The result is a kind of two-party one-party state: Right-of-center parties will once in a while be in office, but never in power, merely presiding over vast left-wing bureaucracies that cruise on regardless.
 Republicans seem to have difficulty grasping this basic dynamic. . .  .  The Democrats understand that politics is not just about Tuesday evenings every other November, but about everything else, too. . . 
 Nobody has ever attempted this level of centralized planning for an advanced society of 300 million people. Even the control-freaks of the European Union have never tried to impose a unitary "comprehensive" health care system from Galway to Greece. The Soviet Union did, of course, and we know how that worked out. . . 
. . . Congresswoman Louise Slaughter, D-N.Y., justifies her support for Obamacare this way:
"I even had one constituent – you will not believe this, and I know you won't, but it's true – her sister died. This poor woman had no dentures. She wore her dead sister's teeth."
Is the problem of second-hand teeth a particular problem in this corner of New York? I haven't noticed an epidemic of ill-fitting dentures on recent visits to the Empire State. . . Yet, even granting Congresswoman Slaughter the benefit of the doubt, is annexing the equivalent of a G7 economy the solution to what would seem to be the statistically unrepresentative problem of her constituent's ill-fitting choppers? Is it worth reducing the next generation of Americans to indentured servitude to pay for this poor New Yorker's dentured servitude?
Yes. Because government health care is not about health care, it's about government. Once you look at it that way, what the Dems are doing makes perfect sense. For them.
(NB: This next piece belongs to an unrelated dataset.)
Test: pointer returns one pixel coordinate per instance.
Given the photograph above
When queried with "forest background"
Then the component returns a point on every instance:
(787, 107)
Read the whole thing. It's full of great examples.  Think about it. Then, you might want to consider this piece on the Consent of the Governed (and what to do when it is ignored) again. And this video. The best points are at the end.

By the way: Ezra Klein pretty much admits that Steyn is right. though he wishes the shift to the left went further.
The great mystery of the health care debate is why liberals, who don't trust doctors, hospitals, pharmaceutical companies or insurers, trust Congress and federal bureaucrats.
 Darleen suggests that a new ObamaPress bill might be in order to regulate Mr. Klein's business.  Of course, Campaign Finance laws have been passed to impose stringent regulations of this type for non-journalists (though a recent Supreme Court ruling has recently negated some of these regulations).  And the Democrats are considering something along these lines for journalists, too.   Sean Penn has something even more dramatic in mind for regulating journalists.  Totalitarianism IS tempting.

 I'm waiting for price controls on attorney's fees. At least there would be SOME constitutional basis for this. What with all the bright young college kids who will be going into law instead of medicine, SOMETHING will have to be done.